According to unnamed sources, these fake views sites also appear to be the same ones that have prompted more and more hotel guests to complain of leaks.
“It used to be you could expect a little overstatement,” said a New York City hotel guest who was in town to see the recently updated Broadway musical, The Lyn’ King. “But now, no matter what they promise, it seems the views are of walls, walls, and more walls. And the leaks? Oh my gosh! You practically have to wear a raincoat to bed.”
As might be expected, hotel owners are pushing back, one stating, “Nobody respects hotel guests more than me, but some of them are losers. And anyway, who’s making these complaints about fake views and leaks? It could be somebody sitting on their bed that weighs 400 pounds ok? They are just real lightweights who need to get out more, preferably to the hotel restaurant and gift shop.”
Sources from inside the committee said the investigation is moving slowly, in large part because the hotels involved all seem to be owned by shell corporations whose origins become lost in the morass of the bureaucracies of nations such as Russian and China.
“You know you are at a dead end,” one source said, “when you dig up promising paperwork on a company, only to discover that the chief financial officers are Tomas Dzheferson and Abrakham Linkoln.”
Another source, who declined to identify himself, other than to say he was not Howard Johnson, claimed that despite conflicting viewpoints from within the committee itself a possible solution to the fake views problem, at least, seemed to be emerging.
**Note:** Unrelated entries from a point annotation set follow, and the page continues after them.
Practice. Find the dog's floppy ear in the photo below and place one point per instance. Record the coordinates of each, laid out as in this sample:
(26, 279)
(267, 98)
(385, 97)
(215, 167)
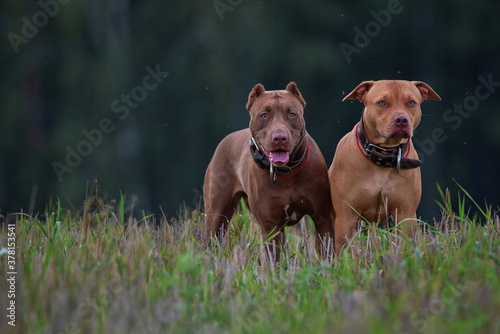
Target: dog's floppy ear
(426, 91)
(360, 91)
(292, 88)
(254, 94)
“We are leaning toward the British model, as demonstrated recently by the budget accommodation easyHotel, the source said.
According to news reports, easyHotel advertises fake views, which are in reality photos of London landmarks attached to the hotel room wall. The photos are promoted as an upgrade, and guests are charged extra for them.
As for the leaks, the source said it might take a bi-partisan effort by Congress to get those fixed.
“Fat chance of that happening,” one of the hotel owners we spoke with said. “Fat chance. Four-hundred-pounds fat.”
As readers would expect, considering the BobCarriesOn expense budget, travel humor writer Bob Payne has spent years investigating hotels that have fake views and leaks.